Local moron injured today working on a chipper that was overheating. Ok the moron was me! Older drum chipper with a 300 6/cyl Ford engine had been heating, i checked thermostat, had radiator checked, all checked out ok but there was a small leak bottom of radiator, fixed that and fired it up to see if it would heat. Gradualy heated up to about 190 degrees. I touched the radiator cap to see if it was under pressure i didnt turn it, just pushed down. Pop it came off, i get sprayed on the neck and comence to do the Wild Thang. I got some blisters and feel like a complete fool. I realy consider myself to be very careful but so do most people who get hurt. Be careful guys.


----------



## romeo (Sep 8, 2006)

I had a friend a while back get burned badly like that. The funny part was when he picked his nipple off like a scab.


----------



## Jumper (Sep 8, 2006)

You are not the first person to be injured by steam from an overheated rad. I worked with a Brit Army officer who set off for Alberta in an old POS from Ontario, predictably it overheated and he ended up being scalded over his entire arm and face.

Chalk it up to a learning experience at some painful cost-you certainly have educated or reminded us, and glad you were not badly hurt. Heal quickly.


----------



## geofore (Sep 8, 2006)

*scalded*

My brother did that, had an old truck sitting in the shed for a couple of years and he started it to see if it would run. It gets hot and he checks the rad, burned him. The cap popped off when he went to check water level, he dissappeared in a cloud of steam. 

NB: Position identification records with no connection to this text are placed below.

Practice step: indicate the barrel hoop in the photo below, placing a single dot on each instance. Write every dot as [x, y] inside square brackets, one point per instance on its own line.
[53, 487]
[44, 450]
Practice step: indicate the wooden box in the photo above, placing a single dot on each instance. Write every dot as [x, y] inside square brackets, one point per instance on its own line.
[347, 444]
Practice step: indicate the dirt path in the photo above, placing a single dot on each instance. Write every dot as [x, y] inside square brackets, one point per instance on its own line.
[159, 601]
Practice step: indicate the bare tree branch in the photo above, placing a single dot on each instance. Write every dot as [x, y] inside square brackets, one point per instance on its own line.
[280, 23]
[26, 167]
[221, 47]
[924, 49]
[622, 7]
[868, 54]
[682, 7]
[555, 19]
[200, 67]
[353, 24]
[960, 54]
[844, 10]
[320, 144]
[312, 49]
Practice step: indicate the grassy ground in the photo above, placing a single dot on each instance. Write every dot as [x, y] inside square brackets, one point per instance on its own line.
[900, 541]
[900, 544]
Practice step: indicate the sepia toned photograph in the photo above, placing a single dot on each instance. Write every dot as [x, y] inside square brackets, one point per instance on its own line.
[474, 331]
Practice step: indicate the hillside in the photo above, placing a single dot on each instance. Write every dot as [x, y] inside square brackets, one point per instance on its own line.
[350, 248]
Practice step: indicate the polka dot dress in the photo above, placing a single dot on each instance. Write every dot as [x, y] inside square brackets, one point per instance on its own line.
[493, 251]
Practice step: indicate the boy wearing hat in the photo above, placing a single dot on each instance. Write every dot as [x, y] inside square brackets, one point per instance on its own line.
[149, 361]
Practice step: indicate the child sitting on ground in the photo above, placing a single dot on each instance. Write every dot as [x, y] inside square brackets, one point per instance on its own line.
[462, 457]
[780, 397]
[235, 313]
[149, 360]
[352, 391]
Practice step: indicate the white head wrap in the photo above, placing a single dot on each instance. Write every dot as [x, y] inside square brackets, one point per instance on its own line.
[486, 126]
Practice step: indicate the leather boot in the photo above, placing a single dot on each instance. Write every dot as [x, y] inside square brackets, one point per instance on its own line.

The problem with the old chippers was the leaves and chips would get sucked into the rad if you did not have the engine at high RPM. The chips and leaves would not clear the front of the machine at low RPM and the fan would suck them into the rad and you'd over heat.


----------



## Koa Man (Sep 11, 2006)

On the extremely rare times that I do need to open a hot radiator, I use a big towel and soak it with water first so it is heavy and cool. I place that over the cap and then twist. Move your hand quickly because steam will start to come through, but you won't get burnt.


----------



## jerseydevil (Sep 11, 2006)

A friend of mine opened a rad once and was not only burned but had cooland blown in his mouth and nose which compounded the problem since in those days it was not nonhazardous. I forget what they did for him but he lived and learned.
:greenchainsaw:


----------